Estou contando isso porque ontem me aconteceu uma coisa engraçada. Estava eu na livraria do espaço onde eu faço um curso e tinha acabado de pegar um dos cafezinhos-cortesia que eles dão por lá, toda feliz da vida. O frio em Sampa está de assustar, então um bom café quente não faria mal a ninguém. Parei num canto da livraria, um canto com um espaço (até bom) entre os livros, para poder ver um livro (olha que coincidência) e pousei o café em cima de um móvel. Eu tenho 35 anos, já aprendi que não é legal derrubar café no livro dos outros, ainda mais novinhos em folha. Então, coloquei o café num local seguro.
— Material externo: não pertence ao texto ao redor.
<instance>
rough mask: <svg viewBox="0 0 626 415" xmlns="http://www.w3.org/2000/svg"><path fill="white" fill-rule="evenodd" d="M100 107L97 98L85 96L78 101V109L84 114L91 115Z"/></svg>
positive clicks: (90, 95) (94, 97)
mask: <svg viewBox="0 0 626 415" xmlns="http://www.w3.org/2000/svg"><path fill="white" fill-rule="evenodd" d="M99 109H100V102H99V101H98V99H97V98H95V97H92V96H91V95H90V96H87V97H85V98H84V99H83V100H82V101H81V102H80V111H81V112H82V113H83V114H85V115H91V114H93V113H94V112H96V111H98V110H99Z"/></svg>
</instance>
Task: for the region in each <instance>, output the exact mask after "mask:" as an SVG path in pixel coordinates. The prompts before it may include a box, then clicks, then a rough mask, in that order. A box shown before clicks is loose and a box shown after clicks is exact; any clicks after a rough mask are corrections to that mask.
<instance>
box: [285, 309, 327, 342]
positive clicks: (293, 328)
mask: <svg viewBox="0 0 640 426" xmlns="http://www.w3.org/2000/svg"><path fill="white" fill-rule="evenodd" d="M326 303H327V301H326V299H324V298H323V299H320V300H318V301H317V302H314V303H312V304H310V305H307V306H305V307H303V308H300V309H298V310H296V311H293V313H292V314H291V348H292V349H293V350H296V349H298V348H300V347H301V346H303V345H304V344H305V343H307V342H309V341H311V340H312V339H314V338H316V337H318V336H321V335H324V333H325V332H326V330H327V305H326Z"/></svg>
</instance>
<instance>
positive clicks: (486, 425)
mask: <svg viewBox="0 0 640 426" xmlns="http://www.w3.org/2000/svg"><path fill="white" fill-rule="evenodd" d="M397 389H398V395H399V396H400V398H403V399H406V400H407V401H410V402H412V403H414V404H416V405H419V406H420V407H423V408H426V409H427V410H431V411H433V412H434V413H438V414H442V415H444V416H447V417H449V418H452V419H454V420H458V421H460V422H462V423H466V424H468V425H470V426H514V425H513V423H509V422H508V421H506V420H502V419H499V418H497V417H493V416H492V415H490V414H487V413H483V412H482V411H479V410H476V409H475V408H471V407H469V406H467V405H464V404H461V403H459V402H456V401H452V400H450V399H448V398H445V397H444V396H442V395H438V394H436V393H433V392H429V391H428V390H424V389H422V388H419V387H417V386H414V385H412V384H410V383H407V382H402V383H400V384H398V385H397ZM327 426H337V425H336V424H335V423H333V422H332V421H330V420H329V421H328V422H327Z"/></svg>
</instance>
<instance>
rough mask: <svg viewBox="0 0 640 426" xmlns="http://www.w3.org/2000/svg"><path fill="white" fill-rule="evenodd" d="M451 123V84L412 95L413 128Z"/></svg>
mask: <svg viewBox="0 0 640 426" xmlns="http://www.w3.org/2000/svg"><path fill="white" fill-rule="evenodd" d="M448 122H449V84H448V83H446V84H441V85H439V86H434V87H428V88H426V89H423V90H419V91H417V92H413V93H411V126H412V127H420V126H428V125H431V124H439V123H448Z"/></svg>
Mas este cantinho era meio na porta da livraria e eu fui parar lá justamente porque esperava a minha irmã, que iria entrar. Queria que ela visse que eu estava lá. Quando eu escuto um "Ei, querida, psiu". Olhei em direção ao balcão de atendimento, do outro lado quase e via figura da atendente me olhando (bem) torto. Ela soltou um "o café", como uma mãe diria para um filho levado "se você derrubar suco no sofá de novo eu te soco". Eu respondi "estou tomando", achando que a pessoa tinha achado que eu iria largar o café lá e ir embora (sei que tem pessoas que fazem isso, mas não eu). E me virei novamente, incrédula, com a bronquinha que eu tomei por uma coisa que eu nem ao menos fiz.
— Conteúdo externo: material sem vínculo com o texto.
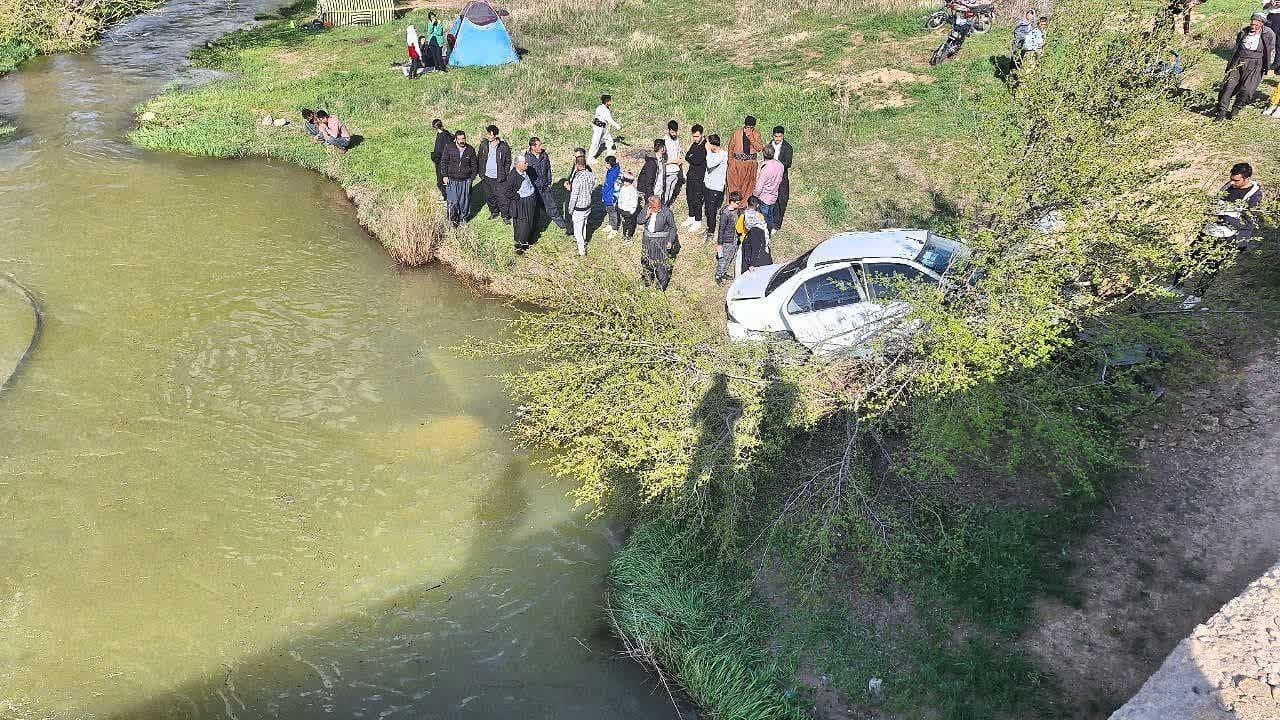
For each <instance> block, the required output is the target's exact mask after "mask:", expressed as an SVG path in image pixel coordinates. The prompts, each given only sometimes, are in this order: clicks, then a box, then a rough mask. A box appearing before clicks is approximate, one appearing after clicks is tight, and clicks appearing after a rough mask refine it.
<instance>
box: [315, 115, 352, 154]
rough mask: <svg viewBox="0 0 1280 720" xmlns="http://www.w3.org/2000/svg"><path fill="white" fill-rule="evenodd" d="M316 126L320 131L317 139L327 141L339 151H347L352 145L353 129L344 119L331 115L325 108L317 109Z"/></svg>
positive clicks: (316, 140)
mask: <svg viewBox="0 0 1280 720" xmlns="http://www.w3.org/2000/svg"><path fill="white" fill-rule="evenodd" d="M316 128H317V129H319V131H320V135H319V137H316V141H319V142H326V143H329V145H332V146H334V147H337V149H338V152H346V151H347V149H348V147H351V131H349V129H347V126H346V124H343V122H342V120H339V119H338V118H335V117H333V115H330V114H329V113H328V111H325V110H316Z"/></svg>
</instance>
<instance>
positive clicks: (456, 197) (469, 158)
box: [444, 131, 479, 228]
mask: <svg viewBox="0 0 1280 720" xmlns="http://www.w3.org/2000/svg"><path fill="white" fill-rule="evenodd" d="M477 167H479V165H477V164H476V151H475V149H474V147H471V146H470V145H467V133H465V132H462V131H458V132H456V133H453V145H451V146H449V149H448V150H445V151H444V193H445V199H444V201H445V204H447V206H448V211H449V224H452V225H453V227H456V228H457V227H461V225H466V224H467V215H470V214H471V181H474V179H475V178H476V168H477Z"/></svg>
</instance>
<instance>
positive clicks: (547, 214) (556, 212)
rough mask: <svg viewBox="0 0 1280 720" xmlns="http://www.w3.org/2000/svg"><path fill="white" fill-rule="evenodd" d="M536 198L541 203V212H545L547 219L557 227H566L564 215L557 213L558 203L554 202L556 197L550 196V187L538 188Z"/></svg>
mask: <svg viewBox="0 0 1280 720" xmlns="http://www.w3.org/2000/svg"><path fill="white" fill-rule="evenodd" d="M538 197H539V200H541V202H543V210H547V217H548V218H550V219H552V222H553V223H556V224H557V225H559V227H562V228H563V227H566V224H567V223H564V214H563V213H561V211H559V202H556V197H553V196H552V188H550V186H548V187H543V188H539V190H538Z"/></svg>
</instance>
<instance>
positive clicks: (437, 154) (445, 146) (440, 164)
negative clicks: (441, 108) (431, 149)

Depois passou, e eu fiquei pensando no que levaria uma pessoa a ter uma atitude destas. O que será que passou pela cabeça dela? No mínimo ela fez um monte de fantasias. Eu entendi que ela pensou que eu iria largar o copo de café pela metade em cima do balcão. A minha irmã, que presenciou a cena, entendeu que ela achou que eu poderia roubar o livro. Fazia sentido, porque eu estava bem na porta, quase na saída. Parei lá justamente pelos motivos acima e não, não tinha nem a menor ideia de largar o café lá, derrubar o café nos livros (ainda mais eu que amo livros) ou roubar qualquer coisa que fosse (e eu juro que o café é cortesia).
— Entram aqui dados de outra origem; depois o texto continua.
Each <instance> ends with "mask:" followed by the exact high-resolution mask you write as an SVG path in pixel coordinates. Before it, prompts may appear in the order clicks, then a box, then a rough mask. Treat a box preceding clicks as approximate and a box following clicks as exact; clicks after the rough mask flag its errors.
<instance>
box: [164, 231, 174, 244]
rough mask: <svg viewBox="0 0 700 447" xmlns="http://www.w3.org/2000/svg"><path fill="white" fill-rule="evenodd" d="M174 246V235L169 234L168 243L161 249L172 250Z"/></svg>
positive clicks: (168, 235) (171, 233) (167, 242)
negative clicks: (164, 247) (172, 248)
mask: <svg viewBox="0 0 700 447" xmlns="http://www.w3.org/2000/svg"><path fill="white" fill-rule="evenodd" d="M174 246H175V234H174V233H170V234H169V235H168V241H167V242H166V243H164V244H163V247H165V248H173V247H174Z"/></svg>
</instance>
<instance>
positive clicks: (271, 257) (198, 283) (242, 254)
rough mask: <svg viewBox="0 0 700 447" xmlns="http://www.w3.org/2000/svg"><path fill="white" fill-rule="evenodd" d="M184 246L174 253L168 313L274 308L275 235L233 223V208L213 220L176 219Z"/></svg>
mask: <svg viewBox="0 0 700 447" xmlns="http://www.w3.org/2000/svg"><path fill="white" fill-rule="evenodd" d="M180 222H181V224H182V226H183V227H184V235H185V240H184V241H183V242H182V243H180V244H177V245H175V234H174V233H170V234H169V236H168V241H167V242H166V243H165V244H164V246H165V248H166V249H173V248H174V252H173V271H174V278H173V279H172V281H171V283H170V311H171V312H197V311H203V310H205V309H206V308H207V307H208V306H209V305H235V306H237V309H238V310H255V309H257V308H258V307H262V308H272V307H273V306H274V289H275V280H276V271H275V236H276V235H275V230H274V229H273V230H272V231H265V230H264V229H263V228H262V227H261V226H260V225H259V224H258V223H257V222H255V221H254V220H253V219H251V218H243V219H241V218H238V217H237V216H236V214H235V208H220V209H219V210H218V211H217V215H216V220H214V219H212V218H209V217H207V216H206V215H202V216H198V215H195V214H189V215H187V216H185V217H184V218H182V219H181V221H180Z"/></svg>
Ou seja, tudo isso, e até muito mais, passou pela cabeça da mulher só porque eu parei lá, três segundos, para colocar o café no móvel e conseguir folhear o livro que eu pretendia comprar. Já pensou em como nós fantasiamos na nossa vida? Como criamos situações que só acontecem dentro da nossa cabeça? A senhora da livraria deve ter sofrido muito, a ponto de me chamar a atenção. Na cabeça dela passaram milhões de coisas que ela precisava evitar, mesmo sem ser a minha intenção nenhuma daquelas coisas. Sim, um acidente com o café poderia acontecer, se eu não fosse cuidadosa ao extremo, e quem me conhece sabe que eu sou.
Mas ela simplesmente me prendeu, julgou e condenou em menos três segundos, por causa de um café e de um livro. Quanto sofrimento à toa! No final teve que aguentar o mau humor da minha irmã que foi tomar satisfações com ela, ficou ainda mais nervosa, e eu comprei o livro, paguei e não derrubei café em ninguém pelo caminho. Ou seja. Sofreu à toa!
Eu estou aqui escrevendo isso e pensando “bem-feito”. Não só porque quis dar uma de mamãe-má na frente de um monte de desconhecidos (a livraria estava cheia, porque o curso já iria começar) mas porque não sabe controlar as suas fantasias dentro da cabeça. Se ela tivesse só me observado, nada disso teria acontecido. Mas ela já elaborou um monte de porcarias atômicas lá dentro, então que pague o preço pelas fantasias. E eu, aprendi a controlar um pouco mais meus pensamentos. E a ter um pouco de sentimento de vingança de uma pessoa que vive ali dentro daquele corpo. Deve mesmo ser meio complicado, né?